Western blotting and immunoprecipitation

Cells were lysed in RIPA buffer (50 mM Tris-HCl pH 8, 150 mM NaCl, 0.5% v/v Triton x-100, 0.5% w/v Deoxycholate, 0.1% SDS, 50 mM NaF, 2 mM NaVO4) and subjected to western blotting using standard techniques. For immunoprecipitation, 1 × 108 cells per sample were lysed in CHAPS lysis buffer (20 mM Tris pH 7.4, 142.5 mM KCl, 2 mM CaCl2, 1% CHAPS). Five hundred micrograms of protein were adjusted to 500 μl and pre-cleared via addition of 50 μl 50% v/v Protein G Sepharose in CHAPS lysis buffer for 2 h at 4 °C. Concurrently, Protein G Sepharose was blocked by incubation with 5% normal Rat serum for 2 h at 4 °C. Pre-cleared lysates and blocked beads were subsequently pelleted by centrifugation and the relevant fractions retained. Pre-cleared lysates were then incubated with 50 μl blocked protein G Sepharose and 5% normal rat serum for 2 h at 4 °C, after which samples were centrifuged and the beads discarded. Simultaneously, 50 μl blocked protein G Sepharose was incubated with a sufficient amount of antibody to give a final concentration (when applied to lysates) of 2 μg/ml for 2 h at 4 °C. Lysates were then centrifuged, the bead pellet discarded, and 50 μl of the antibody bead mixtures added to lysates and mixed overnight at 4 °C with agitation. Beads were subsequently pelleted, retained, and washed five times in lysis buffer followed by incubation with reducing 2 × Laemmli buffer and boiled for 5 min. Lysates were then analyzed by SDS-PAGE and western blotting using Tru-Blot HRP-conjugated antibodies (eBioscience, Hatfield, UK) as the secondary reagents.

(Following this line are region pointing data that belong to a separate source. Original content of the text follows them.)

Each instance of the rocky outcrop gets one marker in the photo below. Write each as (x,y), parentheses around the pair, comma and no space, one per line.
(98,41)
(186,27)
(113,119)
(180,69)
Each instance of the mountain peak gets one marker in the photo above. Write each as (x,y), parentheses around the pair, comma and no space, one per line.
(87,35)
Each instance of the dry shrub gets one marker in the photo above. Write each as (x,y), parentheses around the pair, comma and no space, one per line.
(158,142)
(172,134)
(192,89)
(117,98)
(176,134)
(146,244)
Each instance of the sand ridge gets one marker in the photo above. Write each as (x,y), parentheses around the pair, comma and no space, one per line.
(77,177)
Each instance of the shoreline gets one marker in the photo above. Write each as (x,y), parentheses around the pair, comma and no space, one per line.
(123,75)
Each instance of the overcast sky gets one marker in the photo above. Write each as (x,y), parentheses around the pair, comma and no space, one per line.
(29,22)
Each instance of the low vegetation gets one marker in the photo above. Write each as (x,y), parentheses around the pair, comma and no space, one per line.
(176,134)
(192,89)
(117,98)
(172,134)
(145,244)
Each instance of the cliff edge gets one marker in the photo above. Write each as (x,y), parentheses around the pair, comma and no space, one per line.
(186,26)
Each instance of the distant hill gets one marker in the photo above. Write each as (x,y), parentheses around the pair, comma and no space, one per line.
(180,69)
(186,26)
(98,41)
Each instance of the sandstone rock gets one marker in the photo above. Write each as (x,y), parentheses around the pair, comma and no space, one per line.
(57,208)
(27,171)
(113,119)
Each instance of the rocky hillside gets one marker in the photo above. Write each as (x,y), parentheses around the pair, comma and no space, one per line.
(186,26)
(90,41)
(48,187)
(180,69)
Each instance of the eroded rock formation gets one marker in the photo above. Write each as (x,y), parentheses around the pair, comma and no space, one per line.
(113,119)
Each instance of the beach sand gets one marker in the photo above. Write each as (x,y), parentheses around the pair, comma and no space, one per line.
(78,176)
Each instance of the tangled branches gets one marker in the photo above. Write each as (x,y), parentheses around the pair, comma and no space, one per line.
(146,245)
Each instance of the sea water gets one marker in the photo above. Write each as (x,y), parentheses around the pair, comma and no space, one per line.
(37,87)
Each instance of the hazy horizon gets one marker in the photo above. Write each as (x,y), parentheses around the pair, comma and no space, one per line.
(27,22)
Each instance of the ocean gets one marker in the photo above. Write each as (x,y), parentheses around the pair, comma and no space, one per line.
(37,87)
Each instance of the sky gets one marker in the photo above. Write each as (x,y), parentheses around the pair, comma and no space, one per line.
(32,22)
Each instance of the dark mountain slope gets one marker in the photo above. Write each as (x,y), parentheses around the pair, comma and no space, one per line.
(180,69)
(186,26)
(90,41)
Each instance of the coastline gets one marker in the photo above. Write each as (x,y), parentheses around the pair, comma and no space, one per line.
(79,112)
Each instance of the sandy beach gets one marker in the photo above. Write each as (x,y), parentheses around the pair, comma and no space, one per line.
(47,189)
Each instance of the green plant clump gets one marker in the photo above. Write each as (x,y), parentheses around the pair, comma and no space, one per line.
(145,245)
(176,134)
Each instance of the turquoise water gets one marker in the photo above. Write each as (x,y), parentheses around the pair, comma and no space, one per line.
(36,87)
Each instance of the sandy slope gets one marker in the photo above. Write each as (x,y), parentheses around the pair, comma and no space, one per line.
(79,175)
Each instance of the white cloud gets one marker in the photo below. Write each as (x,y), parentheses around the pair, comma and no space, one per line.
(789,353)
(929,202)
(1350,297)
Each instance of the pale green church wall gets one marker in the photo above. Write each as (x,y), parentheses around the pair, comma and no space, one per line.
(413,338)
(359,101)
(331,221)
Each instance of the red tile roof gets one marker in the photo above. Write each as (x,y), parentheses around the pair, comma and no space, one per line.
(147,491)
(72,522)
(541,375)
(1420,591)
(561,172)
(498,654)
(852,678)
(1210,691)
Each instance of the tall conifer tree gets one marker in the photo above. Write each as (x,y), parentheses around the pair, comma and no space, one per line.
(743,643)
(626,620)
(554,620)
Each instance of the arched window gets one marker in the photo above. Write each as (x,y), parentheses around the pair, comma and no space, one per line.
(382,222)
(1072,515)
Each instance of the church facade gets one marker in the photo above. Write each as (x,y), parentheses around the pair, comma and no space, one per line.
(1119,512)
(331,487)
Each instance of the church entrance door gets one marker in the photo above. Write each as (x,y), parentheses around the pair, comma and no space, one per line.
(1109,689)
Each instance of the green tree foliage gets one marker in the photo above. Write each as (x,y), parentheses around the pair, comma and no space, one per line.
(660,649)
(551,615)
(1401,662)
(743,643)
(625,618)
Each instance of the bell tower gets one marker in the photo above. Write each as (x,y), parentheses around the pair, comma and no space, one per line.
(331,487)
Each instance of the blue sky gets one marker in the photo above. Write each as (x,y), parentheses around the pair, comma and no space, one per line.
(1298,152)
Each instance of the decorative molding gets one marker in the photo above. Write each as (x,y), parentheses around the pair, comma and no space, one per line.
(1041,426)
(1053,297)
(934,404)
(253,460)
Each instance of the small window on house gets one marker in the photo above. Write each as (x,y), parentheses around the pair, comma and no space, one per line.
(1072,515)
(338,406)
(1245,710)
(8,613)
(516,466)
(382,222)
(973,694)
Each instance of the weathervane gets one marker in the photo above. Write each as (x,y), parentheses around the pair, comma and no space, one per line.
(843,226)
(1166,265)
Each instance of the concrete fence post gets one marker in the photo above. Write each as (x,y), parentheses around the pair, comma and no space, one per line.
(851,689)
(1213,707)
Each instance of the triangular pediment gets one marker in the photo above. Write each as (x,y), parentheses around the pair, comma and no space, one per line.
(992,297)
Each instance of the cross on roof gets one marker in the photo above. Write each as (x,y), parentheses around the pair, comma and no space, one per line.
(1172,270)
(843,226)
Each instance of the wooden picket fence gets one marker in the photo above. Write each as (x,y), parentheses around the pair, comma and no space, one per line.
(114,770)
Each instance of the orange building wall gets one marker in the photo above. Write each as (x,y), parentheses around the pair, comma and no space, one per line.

Generation of ShRNA or Bcl-2 expressing Eμ-Myc lymphoma cells

For generation of Bim knockdown or Bcl-2 overexpressing Eμ-Myc lymphomas, a retroviral spin-infection protocol was used as described previously.69 Ecotropic φnix cells were grown in DMEM supplemented with 10% fetal calf serum, 2 mM Glutamine, 1 mM Pyruvate, 45 units/ml Penicillin, and 45 μg/ml Streptomycin at 37 °C, 10% CO2. φnix cells were incubated with 5 μM Chloroquine for 5 min prior to transfection via Ca2+: phosphate precipitation. Retroviral constructs based on murine stem cell virus (MscV) puro IRES/GFP (pMscV.Puro.Ires.GFP) and MscV IRES hygro (pMIH) were utilized containing ShBim and Bcl-2 constructs, respectively. Ten micrograms of pMIH-Bcl-2 or pMscV.Puro.Ires.GFP ShBim (or empty vectors) were diluted alongside 4 μg p.CL-Eco in HEPES-buffered saline followed by addition of CaCl2 to 120 mM. Mixtures were applied to φnix cells and incubated at 37 °C, 5% CO2 for 8 h, before the medium was replaced, left for 48 h and viral supernatants collected. Polybrene was added to viral supernatants at 4 μg/ml and 1.5 ml supernatant added to 6 × 105 Eμ-Myc lymphoma cells, before centrifugation at 180 × g, 37 °C for 45 min. Cells were then incubated at 37 °C, 10% CO2 for 48 h. Puromycin (1 μg/ml) or Hygromycin (250 μg/ml) was then added for 7 days. The top 5% of GFP-positive transduced cells were then sorted (FACSaria). Bcl-2 overexpression was confirmed by intracellular flow cytometry.

Statistical analysis

Data are expressed as mean±S.E.M. Statistical significance between two groups was assessed by either paired/un-paired Student’s T-test. For experiments involving multiple variables, statistical significance was assessed via two-way ANOVA. Survival was assessed via Mantel-Cox statistical analysis.